According to a report on BBC news, online entrepreneur Charles Duncombe claims poor spelling is costing the UK millions of pounds in lost business. He says an analysis of website statistics shows a single spelling mistake can cut online sales in half. The report adds that similar concerns have been voiced by the Confederation of British Industry, who warned that employers were "having to invest in remedial literacy lessons for their staff".
For designers and developers, this is a stark warning; copy is still too often cut into a website towards the end of development, rather than being considered from the very beginning. Also, while larger projects often have a team of specialists, copy is relatively rarely written by an expert. "I'm all for people writing their own copy," says Supernice Studio copywriter and content strategist Relly Annett-Baker, "but not at the last minute and not without someone else you can trust reading it over to catch any mistakes and, frankly, to tell you if it is a load of sales twaddle with no substance." She advises that writing good copy takes longer than anyone ever estimates and that a good content writer is "worth their weight in gold"; you should therefore "budget as much for them as you would any professional".
The credibility question
In not heeding this warning, you're opening a site up to risk. Annett-Baker says if you "don't have a budget for creating the content and keeping it fresh, you don't have a website - you have a large black hole into which you will pour money and see little return". And while not engaging a professional writer may save money in the short term, sloppy copy can be damaging once a site is launched.
"Spelling mistakes can impact the credibility of your brand, and the experience a user takes away with them," argues copywriter Melissa Bennett of We Love 72. She thinks companies tend to invest heavily in branding but let their online presence slip: "Too many times, companies think website content is something they can scrape together in-house, which can have a detrimental effect on the impression left with a user and whether they'll make a return visit." Bennett adds that if she visited a site "littered with spelling errors," she would "question the reliability and professionalism of the company".
Web copywriter John McGarvey agrees with Bennett, and asks: "If a company can't even be bothered to check the text on their website, will they bother sending my order out quickly, or answering the phone if I have problems?" He notes that many companies selling online don't ever speak to consumers and so in the absence of person-to-person contact, the experience of using the website determines customer satisfaction. "A big part of that is having text that's spelt right and easy to understand," he says.
Copywriter Stephanie Hay adds that it's also important to be succinct along with dealing with errors: "Users online have short attention spans. They want to know, 'What is this, and why should I care?' A business that only describes all the bells and whistles of its product fails to explain why a customer should actually care." She reckons smart businesses are increasingly moving away from "marketing fluff" and are instead "capturing the real value proposition in simple terms". Users, Hay thinks, respond to such transparency by converting to become paying customers.
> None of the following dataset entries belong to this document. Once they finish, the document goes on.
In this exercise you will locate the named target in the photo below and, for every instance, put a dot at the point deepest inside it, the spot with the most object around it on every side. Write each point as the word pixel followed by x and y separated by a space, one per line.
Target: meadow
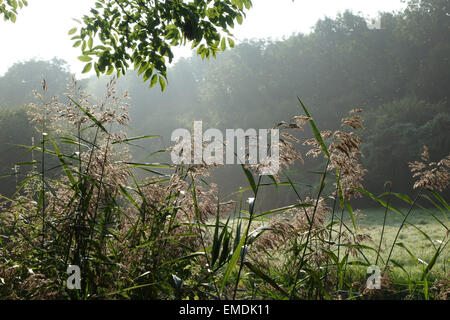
pixel 170 236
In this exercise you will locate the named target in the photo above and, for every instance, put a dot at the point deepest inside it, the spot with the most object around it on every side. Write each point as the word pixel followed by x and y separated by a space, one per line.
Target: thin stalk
pixel 322 186
pixel 252 210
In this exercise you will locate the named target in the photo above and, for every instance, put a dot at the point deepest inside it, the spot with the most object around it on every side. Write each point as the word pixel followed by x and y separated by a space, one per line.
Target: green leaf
pixel 162 83
pixel 233 261
pixel 87 68
pixel 84 58
pixel 153 80
pixel 316 131
pixel 223 44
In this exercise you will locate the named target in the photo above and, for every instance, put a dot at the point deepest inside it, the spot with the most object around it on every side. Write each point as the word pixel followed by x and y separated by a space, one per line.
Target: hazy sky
pixel 41 28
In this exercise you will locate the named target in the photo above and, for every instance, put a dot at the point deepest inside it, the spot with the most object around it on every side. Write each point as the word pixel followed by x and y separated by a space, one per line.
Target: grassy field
pixel 411 236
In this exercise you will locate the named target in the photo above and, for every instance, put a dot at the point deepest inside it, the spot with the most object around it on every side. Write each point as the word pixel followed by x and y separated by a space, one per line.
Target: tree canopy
pixel 9 8
pixel 119 34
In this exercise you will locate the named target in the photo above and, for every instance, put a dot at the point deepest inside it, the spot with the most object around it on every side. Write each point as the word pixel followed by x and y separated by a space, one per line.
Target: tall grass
pixel 168 236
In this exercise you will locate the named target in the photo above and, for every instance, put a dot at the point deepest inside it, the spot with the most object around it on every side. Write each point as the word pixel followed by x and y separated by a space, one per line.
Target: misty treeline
pixel 399 75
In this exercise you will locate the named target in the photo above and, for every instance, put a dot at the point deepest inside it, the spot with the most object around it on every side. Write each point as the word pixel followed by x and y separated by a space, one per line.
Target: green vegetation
pixel 94 187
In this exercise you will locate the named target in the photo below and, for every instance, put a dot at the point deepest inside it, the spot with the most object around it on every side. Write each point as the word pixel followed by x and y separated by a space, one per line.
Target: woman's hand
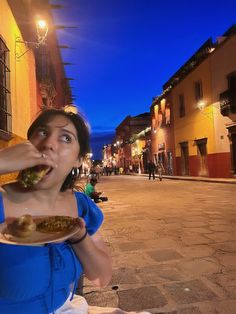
pixel 81 232
pixel 22 156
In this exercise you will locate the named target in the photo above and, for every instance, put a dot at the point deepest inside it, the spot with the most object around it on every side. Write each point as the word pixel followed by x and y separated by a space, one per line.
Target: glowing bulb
pixel 41 24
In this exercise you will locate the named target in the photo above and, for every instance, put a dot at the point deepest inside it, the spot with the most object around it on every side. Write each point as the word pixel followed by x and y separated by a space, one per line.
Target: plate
pixel 36 238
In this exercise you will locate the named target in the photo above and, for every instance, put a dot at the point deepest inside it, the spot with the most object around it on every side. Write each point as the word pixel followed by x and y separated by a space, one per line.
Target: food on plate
pixel 54 224
pixel 31 176
pixel 22 226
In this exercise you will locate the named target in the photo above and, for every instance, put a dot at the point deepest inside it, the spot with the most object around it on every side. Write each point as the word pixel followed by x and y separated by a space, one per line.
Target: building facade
pixel 25 63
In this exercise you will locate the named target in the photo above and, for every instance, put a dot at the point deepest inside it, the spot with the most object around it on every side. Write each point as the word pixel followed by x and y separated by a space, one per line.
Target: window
pixel 181 106
pixel 167 114
pixel 198 90
pixel 5 115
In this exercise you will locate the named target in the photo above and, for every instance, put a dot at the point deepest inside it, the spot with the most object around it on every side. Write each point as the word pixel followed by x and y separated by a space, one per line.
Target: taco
pixel 31 176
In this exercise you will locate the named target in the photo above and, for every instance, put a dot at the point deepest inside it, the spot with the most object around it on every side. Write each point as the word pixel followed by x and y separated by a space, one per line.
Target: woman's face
pixel 57 139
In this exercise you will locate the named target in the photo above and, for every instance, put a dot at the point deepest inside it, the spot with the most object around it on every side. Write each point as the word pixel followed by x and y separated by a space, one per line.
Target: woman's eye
pixel 42 132
pixel 66 138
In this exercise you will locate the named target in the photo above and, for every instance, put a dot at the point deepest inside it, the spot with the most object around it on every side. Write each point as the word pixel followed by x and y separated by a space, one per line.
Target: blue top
pixel 37 279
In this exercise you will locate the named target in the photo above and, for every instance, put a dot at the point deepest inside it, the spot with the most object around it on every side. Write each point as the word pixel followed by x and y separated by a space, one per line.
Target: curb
pixel 200 179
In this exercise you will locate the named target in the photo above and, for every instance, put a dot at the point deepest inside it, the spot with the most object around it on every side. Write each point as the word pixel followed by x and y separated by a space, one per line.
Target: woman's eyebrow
pixel 70 132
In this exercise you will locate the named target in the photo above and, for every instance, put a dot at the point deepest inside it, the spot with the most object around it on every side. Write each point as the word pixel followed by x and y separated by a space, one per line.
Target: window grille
pixel 5 107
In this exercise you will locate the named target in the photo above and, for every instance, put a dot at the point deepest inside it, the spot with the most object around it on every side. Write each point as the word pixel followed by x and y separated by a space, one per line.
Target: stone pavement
pixel 173 245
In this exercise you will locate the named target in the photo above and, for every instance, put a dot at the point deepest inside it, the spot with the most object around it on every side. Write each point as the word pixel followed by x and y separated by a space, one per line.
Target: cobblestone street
pixel 173 245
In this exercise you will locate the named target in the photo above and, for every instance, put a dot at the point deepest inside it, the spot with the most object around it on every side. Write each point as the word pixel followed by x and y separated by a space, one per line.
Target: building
pixel 130 142
pixel 31 70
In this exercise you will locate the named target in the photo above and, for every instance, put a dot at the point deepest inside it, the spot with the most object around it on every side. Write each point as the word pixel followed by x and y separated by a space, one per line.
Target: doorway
pixel 202 155
pixel 184 159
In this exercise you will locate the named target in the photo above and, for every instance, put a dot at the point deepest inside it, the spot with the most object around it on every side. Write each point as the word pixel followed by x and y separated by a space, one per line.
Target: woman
pixel 42 279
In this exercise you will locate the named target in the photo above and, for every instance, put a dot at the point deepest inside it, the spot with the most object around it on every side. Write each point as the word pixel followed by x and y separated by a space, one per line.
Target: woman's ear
pixel 78 162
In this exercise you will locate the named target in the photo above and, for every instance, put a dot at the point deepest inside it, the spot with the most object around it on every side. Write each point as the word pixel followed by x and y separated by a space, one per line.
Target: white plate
pixel 36 238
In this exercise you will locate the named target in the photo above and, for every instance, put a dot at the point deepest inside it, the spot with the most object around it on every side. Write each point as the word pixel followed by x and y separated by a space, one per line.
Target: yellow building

Finally, Bennett warns that even budgeting for web copywriting, while essential, isn't enough. Along with ensuring clients keep copy current, site creators can enlist copywriters to educate companies about their wider online presence. "Social platforms, such as Twitter and Facebook, are bigger than ever, and companies are creating online profiles and pages. Posting up messages with spelling errors and off-brand content can be very damaging to a brand, and audiences can be quick to pick up on it," reckons Bennett. Where possible, she suggests that "external communications should be left to copywriters who are passionate about what they do and understand how to convey the right, error-free messaging and tone of voice." By making the initial investment, Bennett says, companies will reap long-term rewards. And if they still decide otherwise? "It's well known that dodgy phishing emails and spam messages often contain bad grammar and misspellings," observes McGarvey. "Do you really want your website to be lumped in with those?"